What were the images?

Also, this wasn't supposed to go into actual effect for 21 days, right?


----------



## Grendel (Nov 26, 2010)

Well Chase is just all over today isn't he?


----------



## Corto (Nov 26, 2010)

Skift said:


> What were the images?
> 
> Also, this wasn't supposed to go into actual effect for 21 days, right?


 This isn't about cub porn as far as I know, reading that link.
EDIT: Also there's a better way to complain about this, send a PM or note to an admin.


----------



## thebeast76 (Nov 26, 2010)

Skift said:


> What were the images?


 
The majority of images were images that I felt personally were not up to snuff in my opinion. I also got rid of the images that I thought HE thought were in violation.
The latest images I am unsure of now, since they have been deleted by someone who is not me, however, I do know that a large number of them were automobile photographs.


----------



## Gavrill (Nov 26, 2010)

Corto said:


> This isn't about cub porn as far as I know, reading that link.
> EDIT: Also there's a better way to complain about this, send a PM or note to an admin.


 
Oh, I thought it meant all stuff being grandfathered.

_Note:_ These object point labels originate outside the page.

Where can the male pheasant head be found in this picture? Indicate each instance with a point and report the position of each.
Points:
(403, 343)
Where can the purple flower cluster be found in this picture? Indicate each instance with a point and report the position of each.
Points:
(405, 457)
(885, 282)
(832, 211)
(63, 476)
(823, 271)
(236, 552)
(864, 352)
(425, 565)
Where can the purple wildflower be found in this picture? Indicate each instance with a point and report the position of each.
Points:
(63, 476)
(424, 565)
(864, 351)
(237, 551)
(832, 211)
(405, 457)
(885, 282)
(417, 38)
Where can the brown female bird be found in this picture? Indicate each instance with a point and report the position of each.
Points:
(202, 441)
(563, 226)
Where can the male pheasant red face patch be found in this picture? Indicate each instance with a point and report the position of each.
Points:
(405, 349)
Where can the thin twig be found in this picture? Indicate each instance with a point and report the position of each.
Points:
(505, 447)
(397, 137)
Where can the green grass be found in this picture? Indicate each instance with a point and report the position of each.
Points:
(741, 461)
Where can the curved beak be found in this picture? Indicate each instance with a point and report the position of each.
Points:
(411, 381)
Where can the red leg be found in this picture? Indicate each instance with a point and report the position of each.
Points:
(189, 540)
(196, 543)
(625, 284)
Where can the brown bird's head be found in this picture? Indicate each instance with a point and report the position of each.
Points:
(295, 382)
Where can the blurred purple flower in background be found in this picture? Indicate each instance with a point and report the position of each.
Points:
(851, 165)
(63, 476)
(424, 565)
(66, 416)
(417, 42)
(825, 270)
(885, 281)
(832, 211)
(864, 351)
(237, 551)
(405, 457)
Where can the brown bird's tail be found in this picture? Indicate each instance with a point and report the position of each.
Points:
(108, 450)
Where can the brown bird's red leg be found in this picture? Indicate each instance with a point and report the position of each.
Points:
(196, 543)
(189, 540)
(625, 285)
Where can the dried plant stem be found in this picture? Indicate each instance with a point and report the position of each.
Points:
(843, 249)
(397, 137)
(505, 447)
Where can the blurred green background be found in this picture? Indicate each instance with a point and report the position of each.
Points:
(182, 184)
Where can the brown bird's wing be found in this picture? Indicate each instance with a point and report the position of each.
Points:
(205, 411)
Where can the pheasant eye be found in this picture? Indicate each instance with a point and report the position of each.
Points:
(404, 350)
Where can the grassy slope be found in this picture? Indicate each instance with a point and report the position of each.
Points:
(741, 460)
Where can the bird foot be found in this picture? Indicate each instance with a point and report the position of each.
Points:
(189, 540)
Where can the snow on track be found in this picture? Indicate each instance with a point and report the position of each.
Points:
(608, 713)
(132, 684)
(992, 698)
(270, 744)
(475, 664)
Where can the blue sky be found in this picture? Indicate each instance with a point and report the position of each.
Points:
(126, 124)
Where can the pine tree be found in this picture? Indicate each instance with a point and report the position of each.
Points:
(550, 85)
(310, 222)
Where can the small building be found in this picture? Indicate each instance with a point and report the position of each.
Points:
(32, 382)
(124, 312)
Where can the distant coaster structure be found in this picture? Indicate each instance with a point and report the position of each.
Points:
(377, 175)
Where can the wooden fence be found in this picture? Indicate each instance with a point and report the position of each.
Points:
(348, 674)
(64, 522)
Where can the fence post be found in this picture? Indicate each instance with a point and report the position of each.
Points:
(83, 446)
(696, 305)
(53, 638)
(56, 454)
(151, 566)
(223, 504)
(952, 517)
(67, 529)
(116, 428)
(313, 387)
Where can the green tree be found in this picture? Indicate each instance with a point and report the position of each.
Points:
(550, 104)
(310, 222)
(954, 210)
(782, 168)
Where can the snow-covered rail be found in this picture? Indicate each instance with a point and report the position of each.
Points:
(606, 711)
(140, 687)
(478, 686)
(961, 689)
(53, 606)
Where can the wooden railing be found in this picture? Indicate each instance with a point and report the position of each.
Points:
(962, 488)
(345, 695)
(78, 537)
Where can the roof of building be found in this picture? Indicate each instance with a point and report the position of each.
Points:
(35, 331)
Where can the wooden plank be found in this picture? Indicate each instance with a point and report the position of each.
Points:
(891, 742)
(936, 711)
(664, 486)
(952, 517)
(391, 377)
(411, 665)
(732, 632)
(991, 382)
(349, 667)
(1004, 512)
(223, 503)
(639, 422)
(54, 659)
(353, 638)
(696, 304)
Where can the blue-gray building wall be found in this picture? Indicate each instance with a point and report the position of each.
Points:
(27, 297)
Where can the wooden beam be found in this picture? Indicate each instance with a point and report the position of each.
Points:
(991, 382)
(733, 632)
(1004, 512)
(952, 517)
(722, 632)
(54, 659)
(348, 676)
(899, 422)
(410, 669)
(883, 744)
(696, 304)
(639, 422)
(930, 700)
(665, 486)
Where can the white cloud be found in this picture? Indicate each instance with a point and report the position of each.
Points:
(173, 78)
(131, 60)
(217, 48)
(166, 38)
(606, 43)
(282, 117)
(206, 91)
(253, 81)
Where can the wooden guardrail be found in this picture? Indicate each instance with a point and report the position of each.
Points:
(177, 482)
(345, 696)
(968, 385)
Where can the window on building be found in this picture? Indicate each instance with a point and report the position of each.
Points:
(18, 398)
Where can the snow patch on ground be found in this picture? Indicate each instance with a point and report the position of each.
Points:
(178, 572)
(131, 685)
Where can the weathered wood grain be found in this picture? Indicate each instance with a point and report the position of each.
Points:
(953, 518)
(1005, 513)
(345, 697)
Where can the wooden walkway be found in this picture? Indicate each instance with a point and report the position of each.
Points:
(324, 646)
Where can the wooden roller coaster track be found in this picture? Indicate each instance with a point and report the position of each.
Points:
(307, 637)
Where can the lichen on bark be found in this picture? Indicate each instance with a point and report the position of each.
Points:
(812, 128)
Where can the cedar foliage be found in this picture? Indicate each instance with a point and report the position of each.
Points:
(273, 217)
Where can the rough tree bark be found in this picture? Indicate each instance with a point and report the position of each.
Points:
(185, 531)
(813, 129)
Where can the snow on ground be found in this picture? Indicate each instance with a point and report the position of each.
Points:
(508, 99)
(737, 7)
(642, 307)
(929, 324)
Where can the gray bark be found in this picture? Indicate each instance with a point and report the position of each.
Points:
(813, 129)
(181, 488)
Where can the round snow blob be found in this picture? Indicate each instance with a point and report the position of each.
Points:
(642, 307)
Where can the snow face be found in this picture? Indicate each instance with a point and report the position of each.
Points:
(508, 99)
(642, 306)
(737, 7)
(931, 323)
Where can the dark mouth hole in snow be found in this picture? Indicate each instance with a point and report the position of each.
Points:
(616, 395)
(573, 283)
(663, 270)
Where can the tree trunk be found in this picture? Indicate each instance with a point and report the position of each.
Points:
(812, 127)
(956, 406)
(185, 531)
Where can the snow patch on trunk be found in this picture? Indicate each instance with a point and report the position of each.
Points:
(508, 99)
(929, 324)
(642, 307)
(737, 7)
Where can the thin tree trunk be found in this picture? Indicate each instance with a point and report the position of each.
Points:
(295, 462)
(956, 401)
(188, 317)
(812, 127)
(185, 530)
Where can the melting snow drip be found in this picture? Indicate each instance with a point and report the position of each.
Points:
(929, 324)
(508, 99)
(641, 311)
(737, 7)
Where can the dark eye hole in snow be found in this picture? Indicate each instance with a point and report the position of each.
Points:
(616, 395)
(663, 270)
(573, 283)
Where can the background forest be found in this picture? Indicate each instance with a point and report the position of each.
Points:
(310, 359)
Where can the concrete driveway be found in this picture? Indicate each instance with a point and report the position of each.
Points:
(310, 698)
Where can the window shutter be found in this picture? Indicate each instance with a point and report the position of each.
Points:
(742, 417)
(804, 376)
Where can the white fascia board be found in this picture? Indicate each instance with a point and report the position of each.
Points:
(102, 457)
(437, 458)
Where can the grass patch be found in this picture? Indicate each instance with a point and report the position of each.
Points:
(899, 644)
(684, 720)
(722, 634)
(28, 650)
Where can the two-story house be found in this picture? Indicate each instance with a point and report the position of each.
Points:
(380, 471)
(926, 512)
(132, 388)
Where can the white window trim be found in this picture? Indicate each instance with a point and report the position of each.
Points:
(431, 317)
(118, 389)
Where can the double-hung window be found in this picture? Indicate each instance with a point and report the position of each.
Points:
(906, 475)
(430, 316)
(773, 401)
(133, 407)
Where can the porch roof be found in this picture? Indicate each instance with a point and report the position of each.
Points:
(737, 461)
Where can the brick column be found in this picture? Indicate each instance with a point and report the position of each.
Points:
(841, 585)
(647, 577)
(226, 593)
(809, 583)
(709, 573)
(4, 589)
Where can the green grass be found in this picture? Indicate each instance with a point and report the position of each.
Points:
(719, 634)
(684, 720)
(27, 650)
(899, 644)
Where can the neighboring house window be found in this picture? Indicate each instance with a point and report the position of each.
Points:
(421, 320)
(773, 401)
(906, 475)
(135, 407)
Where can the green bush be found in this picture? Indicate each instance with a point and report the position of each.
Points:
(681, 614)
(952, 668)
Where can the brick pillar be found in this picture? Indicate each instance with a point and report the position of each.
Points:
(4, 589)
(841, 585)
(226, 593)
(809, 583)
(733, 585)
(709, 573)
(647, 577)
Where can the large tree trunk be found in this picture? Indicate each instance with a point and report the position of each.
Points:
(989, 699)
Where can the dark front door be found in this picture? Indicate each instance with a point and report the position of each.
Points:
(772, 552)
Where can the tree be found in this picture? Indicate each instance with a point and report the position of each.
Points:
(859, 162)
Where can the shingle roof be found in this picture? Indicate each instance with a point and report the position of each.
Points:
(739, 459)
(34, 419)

Also, if they're collections, but still high-quality photographs, they shouldn't be a problem, correct? Like this? (inb4 submission deleted)



thebeast76 said:


> The majority of images were images that I felt personally were not up to snuff in my opinion. I also got rid of the images that I thought HE thought were in violation.
> The latest images I am unsure of now, since they have been deleted by someone who is not me, however, I do know that a large number of them were automobile photographs.


 If they're pretty high quality, at least digital camera quality, I don't see why it would be an issue...


----------



## Xaerun (Nov 26, 2010)

GOD I HATE CHASE
Someone once wrote him an "ilu" in a trouble ticket
No-one writes me anything in trouble tickets 
=c

Oh and beast
If they're commercial items, you're bang outta luck.


----------



## Ben (Nov 26, 2010)

You seem level-headed enough. Can you link us to the images that you didn't want to delete?


----------



## Corto (Nov 26, 2010)

I'll write you a trouble ticket Xaerun.


----------



## Willow (Nov 26, 2010)

Bravo Chase!


Skift said:


> Like this? (inb4 submission deleted)
> 
> 
> If they're pretty high quality, at least digital camera quality, I don't see why it would be an issue...


 I'm pretty sure that breaks some rule.


----------



## thebeast76 (Nov 26, 2010)

Ben said:


> You seem level-headed enough. Can you link us to the images that you didn't want to delete?


 
Unfortunately, I can't because they have been deleted.


----------



## Xaerun (Nov 26, 2010)

Corto said:


> I'll write you a trouble ticket Xaerun.


 If you don't write it with lots of love-hearts and smiley faces I will demand a refund


----------



## Gavrill (Nov 26, 2010)

Willow said:


> I'm pretty sure that breaks some rule.


 
That really sucks, considering it's of high quality and would get good marks in a photography class. (None of those drugs are illegal, either.)


----------



## Corto (Nov 26, 2010)

Xaerun said:


> If you don't write it with lots of love-hearts and smiley faces I will demand a refund


 
God you're such a fag. 
Ok is there some way to redirect TT to specific staff members or do I risk Dragoneer or whoever answering my hate letter?


----------



## Ben (Nov 26, 2010)

Willow said:


> Bravo Chase!
> 
> I'm pretty sure that breaks some rule.


 
That is a really lovely and hi-res photo though. Deleting things like that would just indicate boredom of the admins, if anything.


----------



## Willow (Nov 26, 2010)

Skift said:


> That really sucks, considering it's of high quality and would get good marks in a photography class. (None of those drugs are illegal, either.)


 


Ben said:


> That is a really lovely and hi-res photo though. Deleting things like that would just indicate boredom of the admins, if anything.


 I never said it wasn't good quality guys. I only said it might, but I wasn't sure.


----------



## Gavrill (Nov 26, 2010)

Ben said:


> That is a really lovely and hi-res photo though. Deleting things like that would just indicate boredom of the admins, if anything.


 
She did a short 4-pic series on them, each high quality. I even asked for a bigger version of one to use as a background. She has larger versions available, which is pretty awesome. 
I once posted a high-res photo of my taxidermy collection, never got bitched out for that...


----------



## Moddex (Nov 26, 2010)

Knowledge of this kind of shit and behavior is irritating as hell. I spent my youth trying to vilify myself in the eyes of people who like to trounce others with authority. :\ How cheap are we, really?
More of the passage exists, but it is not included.